Reconcile two anti-derivatives of $\int \frac{dx}{A + \cos x} $

Question

I see in a calculus textbook that, for $|A| \neq 1$, \begin{align} f(x) &\equiv \int \frac{1}{A + \cos x} \,\text{d}x \\&=\frac{1}{ \sqrt{A^2 - 1} } \left( x - 2 \tan^{-1} \frac{ \sin x }{ A + \sqrt{A^2 - 1} + \cos x } \right) \end{align} which I have verified using Mathematica

$$\frac{\text{d}\, f(x)}{\text{d}\, x} = \frac{1}{A + \cos x}$$

However, I have failed to show the equivalence (up to a constant) of $f(x)$ to the more sensible form obtained by Mathematica (as explained here): $$g(x) \equiv \int \frac{1}{A + \cos x} \,\text{d}x = \frac{-2}{\sqrt{1-A^2}} \tanh ^{-1}\frac{(A-1) \tan \frac{x}{2}}{\sqrt{1-A^2}}$$ With the half angle substitution, one can replace $\tan \frac x2$ in above result. However, what really stumps me is how to get the linear term and arctangent in $f(x)$. It seems reasonable to try some identities involving inverses like $$\tanh^{-1}(\sin x) = \sinh^{-1}(\tan x) $$ or equivalently $$ \sin^{-1}( \tanh x ) = \tan^{-1}( \sinh x )$$ together with some common ways to combine $\sin x$ and $\cos x$. But, so far, I have gotten nowhere.

Answer 1

The equivalence of $g(x)$ and $f(x)$ can indeed be established, as shown below.
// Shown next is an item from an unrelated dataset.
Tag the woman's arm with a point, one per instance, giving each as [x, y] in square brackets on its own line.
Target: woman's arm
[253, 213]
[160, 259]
\begin{align} g(x) &= \frac{-2}{\sqrt{1-A^2}} \tanh ^{-1}\frac{(A-1) \tan \frac{x}{2}}{\sqrt{1-A^2}}\\ &= \frac{2}{\sqrt{A^2-1}} \tan^{-1}\frac{(A-1) \tan \frac{x}{2}}{\sqrt{A^2-1}}\\ &= \frac{2}{\sqrt{A^2-1}} \bigg(\frac x2 -\tan^{-1}\tan\frac x2+\tan^{-1}\frac{(A-1) \tan \frac{x}{2}}{\sqrt{A^2-1}}\bigg)\\ &= \frac{1}{\sqrt{A^2-1}} \bigg(x-2\tan^{-1}\frac{\sqrt{A^2-1} -A+1}{\sqrt{A^2-1}\cot\frac x2+(A-1)\tan\frac x2}\bigg)\\ \end{align} Next, utilize $\tan\frac x2=\frac{1-\cos x}{\sin x}$ and $\cot\frac x2=\frac{1+\cos x}{\sin x}$, as well as $$\frac{\sqrt{A^2-1}+A-1}{\sqrt{A^2-1}-A+1}= A+ \sqrt{A^2-1}$$ to arrive at \begin{align} g(x) &= \frac{1}{\sqrt{A^2-1}} \bigg(x-2\tan^{-1}\frac{\sin x}{A+\sqrt{A^2-1}+\cos x}\bigg)=f(x) \end{align}

Answer 2

There are several ways to compute $$I=\int \frac{dx}{A + \cos x} $$ Using the tangent half-angle substitution $t=\tan \left(\frac{x}{2}\right)$, it reduces to $$I=2\int \frac{dt}{(A-1) t^2+(A+1)}=\frac 2{A-1}\int\frac{dt}{t^2+\frac{A+1}{A-1}}$$ So, now, using $$t=\sqrt{\frac{A+1}{A-1}}u\implies I=\frac{2 }{\sqrt{A-1} \sqrt{A+1}}\tan ^{-1}\left(\frac{\sqrt{A-1} }{\sqrt{A+1}}t\right)$$ but,as you can see, there could be some problem depending on the value of $A$. If $A >1$, I think that this is the best form to use.

If $A<1$, the argument of the tangent becomes an imaginary number but we can use the identity $\tan(i \theta)=i\tanh(\theta)$ and the the second formula.